There was demand, it seemed, for a Smart Girl to become a draper’s assistant and I said I thought I would be well suited to the position, since I was, as was required, a good sewer, and felt I could take charge of books and could without much difficulty provide the necessary three references. Edward guffawed; I feigned offense and handed him back the paper with the challenge to find himself a position. He said the Cape Mounted Riflemen would suit him well since they wanted hardy youths who were accustomed to horses, cattle and agricultural pursuits, and would pay him between five and six shillings a day to be shot at, which seemed a reasonable price. I said he could not go, since they required only single men, and his eyes softened and he said: “I am shackled, it is true. I must bear it with patience.”

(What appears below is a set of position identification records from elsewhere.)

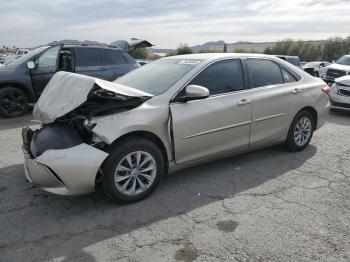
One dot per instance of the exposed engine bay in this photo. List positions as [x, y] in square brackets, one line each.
[70, 128]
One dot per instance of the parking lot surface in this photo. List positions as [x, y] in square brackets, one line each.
[267, 205]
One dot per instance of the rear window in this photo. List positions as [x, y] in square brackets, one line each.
[345, 60]
[112, 57]
[264, 72]
[157, 77]
[293, 60]
[89, 57]
[221, 77]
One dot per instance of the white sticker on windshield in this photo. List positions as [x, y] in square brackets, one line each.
[189, 62]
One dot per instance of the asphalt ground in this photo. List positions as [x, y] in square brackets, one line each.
[267, 205]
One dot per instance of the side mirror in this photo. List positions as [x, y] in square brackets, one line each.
[196, 92]
[30, 65]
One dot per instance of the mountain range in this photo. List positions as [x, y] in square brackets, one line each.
[195, 48]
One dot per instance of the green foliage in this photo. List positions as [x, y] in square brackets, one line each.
[242, 50]
[140, 53]
[329, 50]
[182, 49]
[209, 51]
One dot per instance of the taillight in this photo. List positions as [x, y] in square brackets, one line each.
[325, 89]
[135, 66]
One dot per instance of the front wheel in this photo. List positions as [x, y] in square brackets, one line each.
[133, 170]
[300, 131]
[13, 102]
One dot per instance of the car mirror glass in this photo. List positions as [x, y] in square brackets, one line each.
[196, 92]
[30, 65]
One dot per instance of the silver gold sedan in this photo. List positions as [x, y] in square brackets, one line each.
[170, 114]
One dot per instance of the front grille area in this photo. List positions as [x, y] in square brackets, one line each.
[344, 92]
[335, 73]
[343, 105]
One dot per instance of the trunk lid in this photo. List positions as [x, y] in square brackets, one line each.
[67, 91]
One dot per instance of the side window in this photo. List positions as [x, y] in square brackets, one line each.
[264, 72]
[89, 57]
[112, 57]
[49, 58]
[287, 77]
[221, 77]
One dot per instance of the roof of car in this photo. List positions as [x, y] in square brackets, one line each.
[95, 46]
[206, 56]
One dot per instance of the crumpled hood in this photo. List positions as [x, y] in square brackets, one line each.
[339, 67]
[66, 91]
[344, 80]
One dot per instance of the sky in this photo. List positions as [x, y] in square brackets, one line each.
[166, 23]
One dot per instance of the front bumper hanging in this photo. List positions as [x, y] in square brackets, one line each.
[69, 171]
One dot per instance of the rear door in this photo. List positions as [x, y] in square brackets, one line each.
[276, 97]
[115, 63]
[219, 123]
[46, 65]
[89, 61]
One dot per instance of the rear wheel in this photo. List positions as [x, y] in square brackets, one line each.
[133, 170]
[300, 131]
[13, 102]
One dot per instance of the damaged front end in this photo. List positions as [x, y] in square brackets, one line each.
[64, 156]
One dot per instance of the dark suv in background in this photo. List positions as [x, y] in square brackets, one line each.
[23, 80]
[294, 60]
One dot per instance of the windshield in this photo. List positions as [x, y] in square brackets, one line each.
[27, 56]
[345, 60]
[157, 77]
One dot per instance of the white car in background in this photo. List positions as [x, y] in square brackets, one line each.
[339, 95]
[340, 68]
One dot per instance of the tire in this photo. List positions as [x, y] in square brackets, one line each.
[134, 176]
[13, 102]
[297, 138]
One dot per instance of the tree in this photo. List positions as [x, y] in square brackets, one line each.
[140, 53]
[329, 50]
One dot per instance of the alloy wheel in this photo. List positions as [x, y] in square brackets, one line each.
[302, 131]
[135, 173]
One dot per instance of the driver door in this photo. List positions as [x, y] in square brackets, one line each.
[219, 123]
[46, 66]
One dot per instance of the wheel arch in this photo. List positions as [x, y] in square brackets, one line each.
[313, 113]
[146, 135]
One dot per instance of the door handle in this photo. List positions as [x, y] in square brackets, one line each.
[244, 102]
[296, 91]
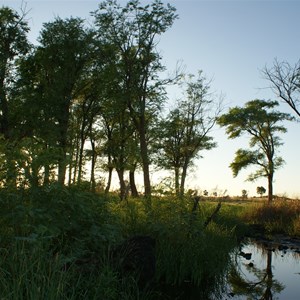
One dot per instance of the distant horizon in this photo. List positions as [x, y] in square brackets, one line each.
[231, 41]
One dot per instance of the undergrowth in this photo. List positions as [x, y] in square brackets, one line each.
[45, 231]
[281, 216]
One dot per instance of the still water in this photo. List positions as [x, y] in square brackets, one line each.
[265, 270]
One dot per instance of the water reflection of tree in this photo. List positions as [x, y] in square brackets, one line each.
[264, 288]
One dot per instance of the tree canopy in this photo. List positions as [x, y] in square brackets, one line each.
[261, 122]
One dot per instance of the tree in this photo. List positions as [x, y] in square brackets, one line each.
[63, 58]
[133, 30]
[260, 190]
[185, 131]
[13, 45]
[260, 121]
[244, 194]
[285, 82]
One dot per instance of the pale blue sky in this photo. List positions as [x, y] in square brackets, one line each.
[230, 41]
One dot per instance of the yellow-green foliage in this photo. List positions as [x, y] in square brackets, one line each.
[44, 229]
[185, 250]
[281, 216]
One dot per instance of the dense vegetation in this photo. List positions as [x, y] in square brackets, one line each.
[56, 244]
[92, 98]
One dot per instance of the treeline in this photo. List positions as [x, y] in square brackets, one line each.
[95, 95]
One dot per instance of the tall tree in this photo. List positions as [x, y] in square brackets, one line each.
[134, 29]
[261, 122]
[285, 82]
[185, 132]
[64, 56]
[13, 44]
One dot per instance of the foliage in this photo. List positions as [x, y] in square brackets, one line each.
[260, 190]
[48, 231]
[185, 131]
[261, 122]
[281, 217]
[284, 81]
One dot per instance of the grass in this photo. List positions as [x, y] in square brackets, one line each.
[282, 216]
[45, 230]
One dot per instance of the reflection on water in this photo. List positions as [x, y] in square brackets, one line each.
[264, 271]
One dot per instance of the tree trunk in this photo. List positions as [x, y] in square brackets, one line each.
[93, 164]
[177, 190]
[134, 192]
[183, 177]
[145, 162]
[107, 188]
[122, 183]
[270, 188]
[80, 160]
[46, 174]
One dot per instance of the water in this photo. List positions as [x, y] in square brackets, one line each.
[265, 270]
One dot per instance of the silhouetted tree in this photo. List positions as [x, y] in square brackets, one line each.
[260, 121]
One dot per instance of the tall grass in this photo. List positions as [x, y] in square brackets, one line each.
[282, 216]
[44, 232]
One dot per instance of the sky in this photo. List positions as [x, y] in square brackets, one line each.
[231, 41]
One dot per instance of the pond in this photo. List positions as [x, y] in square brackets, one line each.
[263, 269]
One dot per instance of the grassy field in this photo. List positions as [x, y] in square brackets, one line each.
[45, 233]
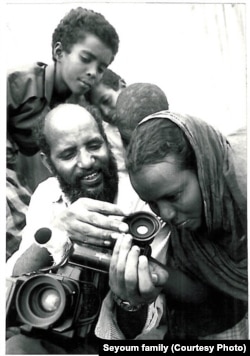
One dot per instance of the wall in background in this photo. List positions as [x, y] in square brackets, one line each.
[195, 52]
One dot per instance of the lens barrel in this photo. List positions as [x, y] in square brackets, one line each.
[43, 300]
[143, 226]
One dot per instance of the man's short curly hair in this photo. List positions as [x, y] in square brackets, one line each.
[40, 136]
[80, 21]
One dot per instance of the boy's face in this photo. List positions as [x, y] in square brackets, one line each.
[80, 69]
[105, 98]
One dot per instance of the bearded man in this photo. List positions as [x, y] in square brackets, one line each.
[82, 200]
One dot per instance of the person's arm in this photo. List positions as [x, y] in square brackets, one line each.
[136, 280]
[33, 259]
[131, 323]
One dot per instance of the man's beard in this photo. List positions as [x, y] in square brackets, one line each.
[105, 192]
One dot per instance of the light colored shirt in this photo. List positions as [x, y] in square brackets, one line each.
[48, 201]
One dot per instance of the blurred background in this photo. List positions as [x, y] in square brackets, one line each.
[195, 52]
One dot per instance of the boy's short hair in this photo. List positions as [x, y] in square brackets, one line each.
[135, 102]
[79, 22]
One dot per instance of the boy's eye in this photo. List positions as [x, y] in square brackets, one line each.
[154, 207]
[101, 69]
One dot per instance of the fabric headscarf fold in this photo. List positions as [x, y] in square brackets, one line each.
[219, 256]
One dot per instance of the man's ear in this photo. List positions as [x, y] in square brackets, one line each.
[45, 162]
[57, 51]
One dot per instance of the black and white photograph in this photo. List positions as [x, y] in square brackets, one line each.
[125, 143]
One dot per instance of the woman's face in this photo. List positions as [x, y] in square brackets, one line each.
[173, 193]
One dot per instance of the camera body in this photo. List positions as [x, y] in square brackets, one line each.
[65, 302]
[65, 299]
[143, 226]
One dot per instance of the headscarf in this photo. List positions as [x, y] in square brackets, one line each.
[218, 257]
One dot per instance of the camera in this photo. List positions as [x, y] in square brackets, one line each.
[143, 226]
[65, 301]
[65, 298]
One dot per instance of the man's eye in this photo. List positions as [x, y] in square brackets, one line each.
[105, 101]
[85, 59]
[95, 146]
[67, 155]
[173, 198]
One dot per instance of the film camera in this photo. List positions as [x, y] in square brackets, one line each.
[65, 298]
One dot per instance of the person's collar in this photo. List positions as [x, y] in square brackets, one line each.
[56, 193]
[49, 81]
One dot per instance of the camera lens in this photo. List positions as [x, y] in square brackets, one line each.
[143, 226]
[42, 300]
[50, 300]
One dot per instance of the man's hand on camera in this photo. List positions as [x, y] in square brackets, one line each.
[132, 277]
[91, 221]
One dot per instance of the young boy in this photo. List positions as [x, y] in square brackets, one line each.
[104, 96]
[83, 46]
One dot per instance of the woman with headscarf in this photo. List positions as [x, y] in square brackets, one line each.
[194, 178]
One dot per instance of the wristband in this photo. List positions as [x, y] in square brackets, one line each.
[126, 305]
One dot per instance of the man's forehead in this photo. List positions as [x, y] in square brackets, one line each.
[68, 118]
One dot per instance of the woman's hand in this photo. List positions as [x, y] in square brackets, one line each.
[131, 276]
[92, 221]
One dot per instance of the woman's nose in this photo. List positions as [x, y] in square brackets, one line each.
[167, 212]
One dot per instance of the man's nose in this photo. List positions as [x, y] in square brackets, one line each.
[85, 159]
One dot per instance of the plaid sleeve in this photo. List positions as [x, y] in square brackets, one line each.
[17, 201]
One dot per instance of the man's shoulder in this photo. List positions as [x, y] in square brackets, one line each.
[50, 189]
[26, 70]
[25, 81]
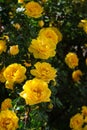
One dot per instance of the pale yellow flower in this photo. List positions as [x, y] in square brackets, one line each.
[76, 75]
[35, 91]
[2, 78]
[14, 50]
[44, 71]
[3, 46]
[71, 60]
[42, 48]
[83, 24]
[76, 121]
[33, 9]
[15, 73]
[6, 104]
[52, 33]
[8, 120]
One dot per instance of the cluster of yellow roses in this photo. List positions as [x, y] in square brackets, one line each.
[37, 89]
[8, 118]
[79, 121]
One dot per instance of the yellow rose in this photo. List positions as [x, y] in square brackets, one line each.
[17, 26]
[86, 61]
[15, 73]
[52, 33]
[42, 48]
[33, 9]
[71, 60]
[20, 1]
[36, 91]
[6, 104]
[83, 24]
[14, 50]
[76, 75]
[8, 120]
[84, 110]
[41, 23]
[9, 85]
[2, 46]
[2, 78]
[85, 127]
[44, 71]
[76, 121]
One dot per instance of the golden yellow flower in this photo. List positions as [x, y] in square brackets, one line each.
[17, 26]
[76, 75]
[2, 78]
[84, 110]
[35, 91]
[41, 23]
[44, 71]
[85, 127]
[71, 60]
[86, 61]
[76, 121]
[8, 120]
[33, 9]
[15, 73]
[14, 50]
[2, 46]
[52, 33]
[6, 37]
[83, 24]
[20, 1]
[9, 85]
[6, 104]
[42, 48]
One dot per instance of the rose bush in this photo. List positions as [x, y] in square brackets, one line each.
[43, 65]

I threw a mushroom, which he dodged skillfully as evidence of how he might cheat the cannonballs. It became our game over the Saturday morning paper. We were, in turn, the sole agent in Ireland for Richardson’s bone compound, dentist to the working classes between the hours of nine and ten
A.M
., a steamboat captain for the
Brittanic,
a plumber (with the most improved sanitary goods on sale), a magnetist, a manufacturer of oil for lamps, a coachman (Protestant, married, teetotaller), a useful companion and lady’s help (Edward), and once, famously, I was a harness horse for a dog cart, entirely free from vice and with a good mouth. The game always ended in the same way: in a kiss between the two newly hired workers. I do not recall when it was we stopped playing it. When the children became too numerous—after Charlotte was born, perhaps. We were engaged in it one April morning when Hill brought in the post, including a black-bordered telegram.

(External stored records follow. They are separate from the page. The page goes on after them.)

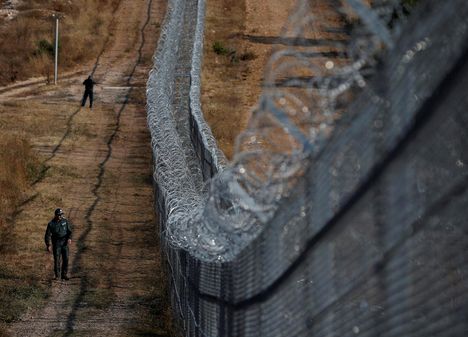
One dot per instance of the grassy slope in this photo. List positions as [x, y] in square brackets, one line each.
[84, 31]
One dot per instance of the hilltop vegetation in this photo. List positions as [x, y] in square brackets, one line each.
[27, 40]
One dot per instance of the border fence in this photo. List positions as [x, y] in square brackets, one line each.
[344, 210]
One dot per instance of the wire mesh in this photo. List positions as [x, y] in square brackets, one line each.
[344, 210]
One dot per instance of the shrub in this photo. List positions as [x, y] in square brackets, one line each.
[219, 48]
[45, 47]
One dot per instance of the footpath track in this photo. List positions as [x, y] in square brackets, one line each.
[99, 171]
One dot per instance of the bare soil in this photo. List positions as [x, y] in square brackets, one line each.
[97, 167]
[231, 86]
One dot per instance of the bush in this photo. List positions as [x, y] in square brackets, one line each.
[219, 48]
[45, 47]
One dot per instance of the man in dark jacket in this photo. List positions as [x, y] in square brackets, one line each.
[89, 85]
[59, 232]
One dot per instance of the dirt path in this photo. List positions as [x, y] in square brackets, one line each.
[98, 169]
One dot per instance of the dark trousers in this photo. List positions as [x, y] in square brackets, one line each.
[60, 259]
[85, 96]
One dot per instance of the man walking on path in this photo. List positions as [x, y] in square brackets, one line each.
[89, 84]
[59, 230]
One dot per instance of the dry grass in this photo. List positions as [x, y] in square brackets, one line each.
[233, 65]
[27, 41]
[222, 75]
[19, 167]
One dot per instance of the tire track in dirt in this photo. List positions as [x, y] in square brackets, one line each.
[65, 315]
[70, 119]
[102, 169]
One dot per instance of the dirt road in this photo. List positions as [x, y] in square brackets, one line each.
[97, 167]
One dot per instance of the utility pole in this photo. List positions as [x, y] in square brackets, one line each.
[56, 50]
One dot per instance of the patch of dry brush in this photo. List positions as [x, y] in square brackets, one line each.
[27, 41]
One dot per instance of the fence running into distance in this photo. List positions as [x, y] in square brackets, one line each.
[344, 210]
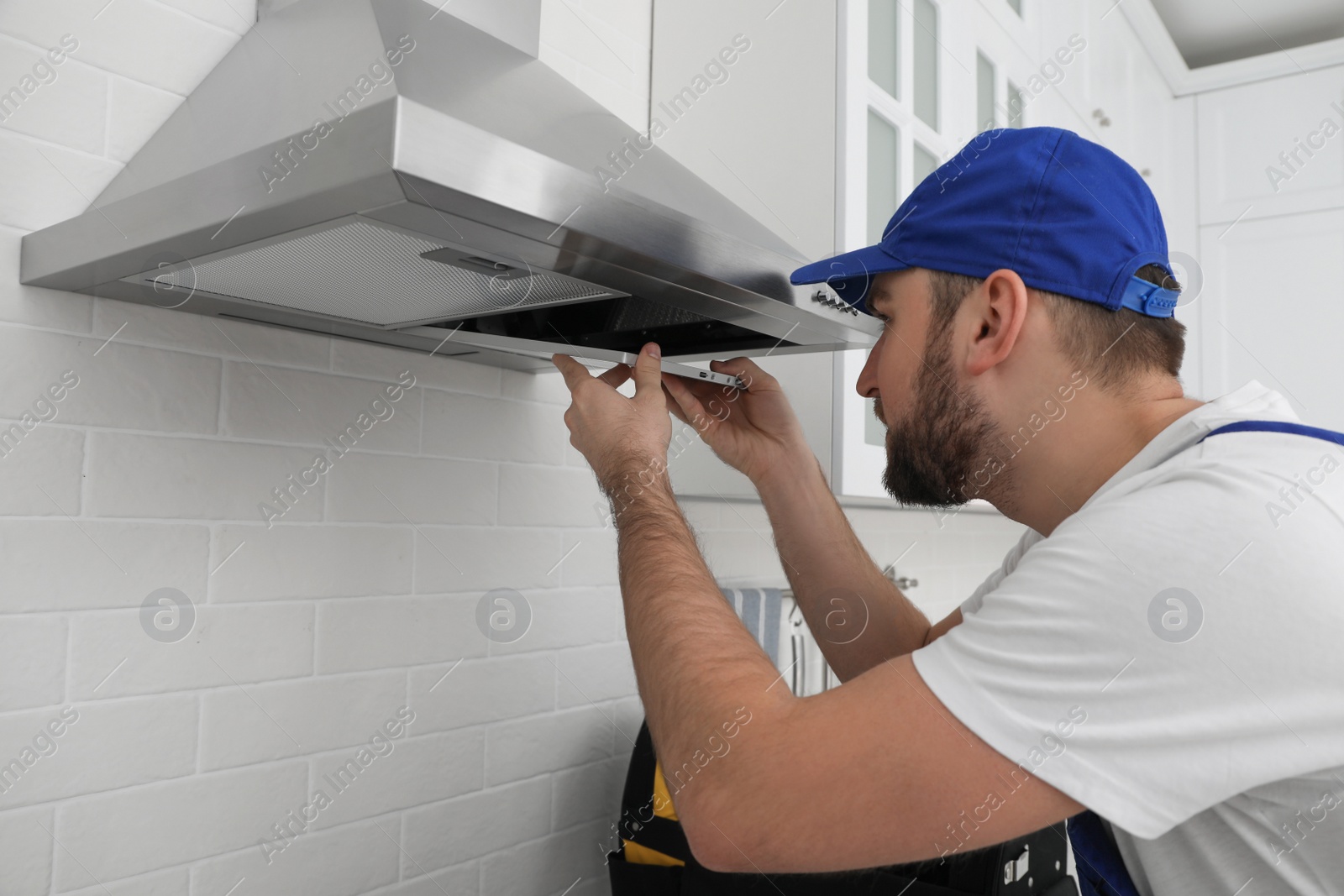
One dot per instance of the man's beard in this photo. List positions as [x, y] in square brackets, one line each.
[933, 452]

In the end it was Mother who outlived Father, but only by a matter of months. Father became ill with a tumor on his neck. He was referred to a London doctor, who rejected the idea of surgery and undertook to remove the offending tissue over a period of weeks, first by blistering the skin with nitric acid and
then by lacerating and applying a plaster to the flesh on a daily basis until the whole became infected and could be cut out. He suffered weeks of pain in our house in London, to where Julia had been removed to nurse him and Mother, only to be told at the end that the cancer was in his blood and could not be cured. The dreadful procedure was agonizing and seemed to have accelerated the disease; he died within a matter of weeks. Within six months Mother too was dead.

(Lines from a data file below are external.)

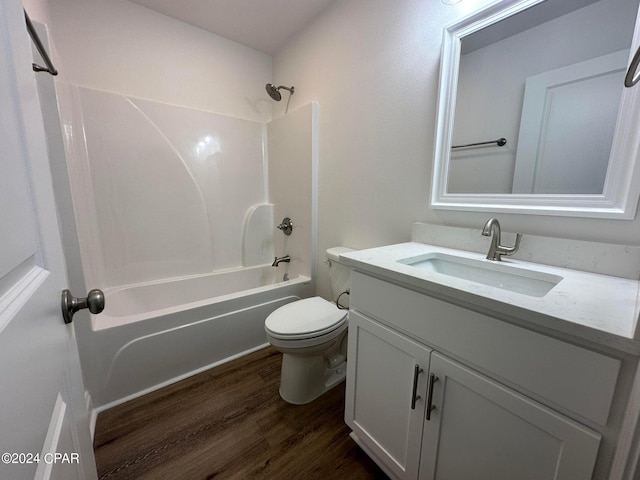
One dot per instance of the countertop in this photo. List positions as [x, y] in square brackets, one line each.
[594, 307]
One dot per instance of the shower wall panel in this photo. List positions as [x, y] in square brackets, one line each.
[170, 186]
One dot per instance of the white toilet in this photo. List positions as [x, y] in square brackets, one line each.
[312, 335]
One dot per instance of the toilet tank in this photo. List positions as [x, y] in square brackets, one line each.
[339, 274]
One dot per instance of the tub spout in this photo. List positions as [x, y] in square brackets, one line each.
[279, 260]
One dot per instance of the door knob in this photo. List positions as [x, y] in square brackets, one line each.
[70, 304]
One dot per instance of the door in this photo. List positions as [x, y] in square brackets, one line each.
[481, 429]
[45, 428]
[385, 393]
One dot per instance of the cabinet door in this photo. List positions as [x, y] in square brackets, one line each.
[481, 429]
[385, 371]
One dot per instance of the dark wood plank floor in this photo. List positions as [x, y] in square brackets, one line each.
[230, 423]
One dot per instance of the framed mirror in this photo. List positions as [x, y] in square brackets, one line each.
[533, 116]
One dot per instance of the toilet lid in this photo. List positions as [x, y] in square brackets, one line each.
[305, 317]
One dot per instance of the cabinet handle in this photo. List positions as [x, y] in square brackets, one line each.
[430, 407]
[416, 371]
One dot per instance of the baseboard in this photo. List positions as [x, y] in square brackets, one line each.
[96, 411]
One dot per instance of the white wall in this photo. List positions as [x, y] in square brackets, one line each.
[373, 66]
[121, 47]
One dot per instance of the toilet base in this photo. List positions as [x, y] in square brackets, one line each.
[303, 379]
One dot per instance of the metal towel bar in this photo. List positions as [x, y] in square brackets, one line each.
[501, 142]
[41, 50]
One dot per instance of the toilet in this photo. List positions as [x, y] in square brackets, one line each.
[312, 336]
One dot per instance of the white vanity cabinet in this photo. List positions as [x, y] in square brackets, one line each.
[481, 429]
[498, 390]
[386, 391]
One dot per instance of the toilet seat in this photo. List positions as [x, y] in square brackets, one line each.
[303, 319]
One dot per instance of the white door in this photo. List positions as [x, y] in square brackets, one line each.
[44, 429]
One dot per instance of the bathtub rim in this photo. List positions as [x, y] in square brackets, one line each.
[103, 322]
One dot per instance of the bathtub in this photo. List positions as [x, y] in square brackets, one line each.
[153, 334]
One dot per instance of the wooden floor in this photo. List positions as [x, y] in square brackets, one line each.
[230, 423]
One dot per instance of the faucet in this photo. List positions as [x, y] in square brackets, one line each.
[279, 260]
[496, 251]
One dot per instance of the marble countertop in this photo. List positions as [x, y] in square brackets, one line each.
[598, 308]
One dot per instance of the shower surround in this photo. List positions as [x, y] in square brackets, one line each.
[176, 210]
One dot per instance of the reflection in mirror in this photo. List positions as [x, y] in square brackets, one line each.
[546, 75]
[549, 80]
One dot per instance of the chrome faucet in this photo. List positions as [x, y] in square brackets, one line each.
[279, 260]
[496, 251]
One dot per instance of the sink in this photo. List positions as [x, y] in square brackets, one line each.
[486, 272]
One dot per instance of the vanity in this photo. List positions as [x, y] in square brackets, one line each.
[460, 367]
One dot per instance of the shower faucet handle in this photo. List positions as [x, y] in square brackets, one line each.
[286, 226]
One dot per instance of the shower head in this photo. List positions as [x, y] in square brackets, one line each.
[274, 93]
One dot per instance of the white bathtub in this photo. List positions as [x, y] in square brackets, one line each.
[153, 334]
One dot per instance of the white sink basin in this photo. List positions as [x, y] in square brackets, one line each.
[486, 272]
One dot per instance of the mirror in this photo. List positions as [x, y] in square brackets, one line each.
[547, 77]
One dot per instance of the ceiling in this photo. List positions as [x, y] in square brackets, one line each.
[264, 25]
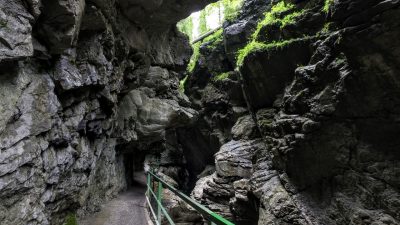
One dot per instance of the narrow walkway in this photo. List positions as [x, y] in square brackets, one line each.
[127, 209]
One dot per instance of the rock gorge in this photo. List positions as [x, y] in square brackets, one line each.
[291, 114]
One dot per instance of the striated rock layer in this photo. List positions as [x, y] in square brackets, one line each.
[84, 85]
[319, 141]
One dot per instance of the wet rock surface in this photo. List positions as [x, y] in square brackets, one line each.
[322, 97]
[303, 131]
[83, 87]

I never liked our London house, a semidetached villa in Richmond. I could not shake off my sense of its attachment to the house next door, that the layout of our neighbors’ house formed a perfect symmetry with our own, as if the architect had merely erected a great mirror on the partition wall to replicate everything exactly: their drawing room adjacent to ours; their kitchen; their bedrooms; the reflected gabled stairway. It made the experience of staying there feel unreal, as if one of us, our neighbors or ourselves, were living a parallel life that held no real substance, was a mere facsimile of the other. The difficulty was in deciding which was real: their existence or ours. When our house was quiet, late in the evening, one could sometimes hear a foot upon their stairs, the creak of a door on their side, the echoes of quietened ablutions. I could never shake off the feeling that the house had been mysteriously butterflied, like those paintings of exotically colored flowers and birds that the children sometimes make with Julia on folded paper: abstract, unreal, but perfectly proportioned. I was happy to leave it on the morning of my marriage to Edward, and I never went back.